Nov. 5 (Bloomberg) -- German 10-year bonds posted their biggest weekly advance on record as European leaders struggled to find funding for the euro-area rescue plan and admitted that Greece may exit the currency union.
The additional yield that investors receive for holding Italian, French, Greek and Belgian 10-year debt instead of benchmark German bunds rose to euro-era records as Group-of-20 leaders meeting in Cannes, France, disagreed on boosting the International Monetary Fund to fight the debt crisis. The Greek two-year note yield surged above 100 percent as Prime Minister George Papandreou was forced to backtrack on plans to hold a referendum over austerity measures.
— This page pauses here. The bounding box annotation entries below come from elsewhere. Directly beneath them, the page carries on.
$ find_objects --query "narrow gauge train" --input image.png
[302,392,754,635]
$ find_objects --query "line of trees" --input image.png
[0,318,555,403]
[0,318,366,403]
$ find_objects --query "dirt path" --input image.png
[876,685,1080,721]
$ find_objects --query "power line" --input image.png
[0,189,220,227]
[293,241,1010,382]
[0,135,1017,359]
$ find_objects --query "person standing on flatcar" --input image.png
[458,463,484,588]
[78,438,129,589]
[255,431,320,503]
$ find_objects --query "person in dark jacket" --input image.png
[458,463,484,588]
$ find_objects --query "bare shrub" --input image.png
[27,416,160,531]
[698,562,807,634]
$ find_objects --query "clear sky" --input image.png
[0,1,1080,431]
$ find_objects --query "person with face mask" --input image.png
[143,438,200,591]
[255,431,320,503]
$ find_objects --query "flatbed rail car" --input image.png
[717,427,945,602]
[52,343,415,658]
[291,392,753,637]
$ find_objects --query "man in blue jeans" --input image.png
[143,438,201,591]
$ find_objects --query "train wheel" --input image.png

The European Central Bank unexpectedly cut interest rates.
“We had a knee-jerk reaction from the ECB rate cut but essentially there’s so much uncertainty about the outlook for Greece,” said Nick Stamenkovic, a fixed-income strategist at RIA Capital Markets Ltd. in Edinburgh. “Against that backdrop investors continue to maintain exposure to German bonds because they provide the safest and most liquid market within the euro zone. Until the situation is Greece is resolved, bunds look pretty well underpinned.”
German 10-year yields dropped 35 basis points to 1.82 percent as of 4:42 p.m. London time yesterday. The 2.25 percent security due September 2021 climbed to 103.795. The two-year note yield declined 20 basis points to 0.40 percent.
The German two-year note yield slid to as low as 0.355 percent, three basis points from a record low, as investors sought the safest assets amid concern the crisis is damping growth.
ECB President Mario Draghi warned Europe is heading toward a “mild recession” after officials unanimously lowered the benchmark interest rate by 25 basis points to 1.25 percent on Nov. 3. Of 55 economists in a Bloomberg News survey, only four predicted the move.
The Greek two-year note yield jumped to as much as 107.26 percent the same day, after European leaders suspended aid to the debt stricken nation, pushing the country closer to the first default by an EU member. The yield on Italian 10-year bonds climbed to 6.40 percent, the most since 1997, even as the ECB was said to have bought the nation’s debt.
Bunds have handed investors a 7.7 percent return this year through Nov. 3, underperforming Treasuries, which gained 8.7 percent, according to indexes compiled by Bloomberg and the European Federation of Financial Analysts Societies. Italian debt has lost 5.5 percent, compared to a 50 percent loss on Greek bonds.
European investor confidence data published Nov. 7 will show the sovereign debt crisis is damaging sentiment, according to a Bloomberg survey. The Sentix index will drop to minus 20, the least in more than two years, the median estimate of economists shows.
Austria and the Netherlands are scheduled to auction debt maturing in 2021 the following day, while Greece plans to sell 182-day bills. Germany will issue 2 billion euros of inflation- linked bonds on Nov. 9, while Finland auctions notes maturing in 2017 and 2021.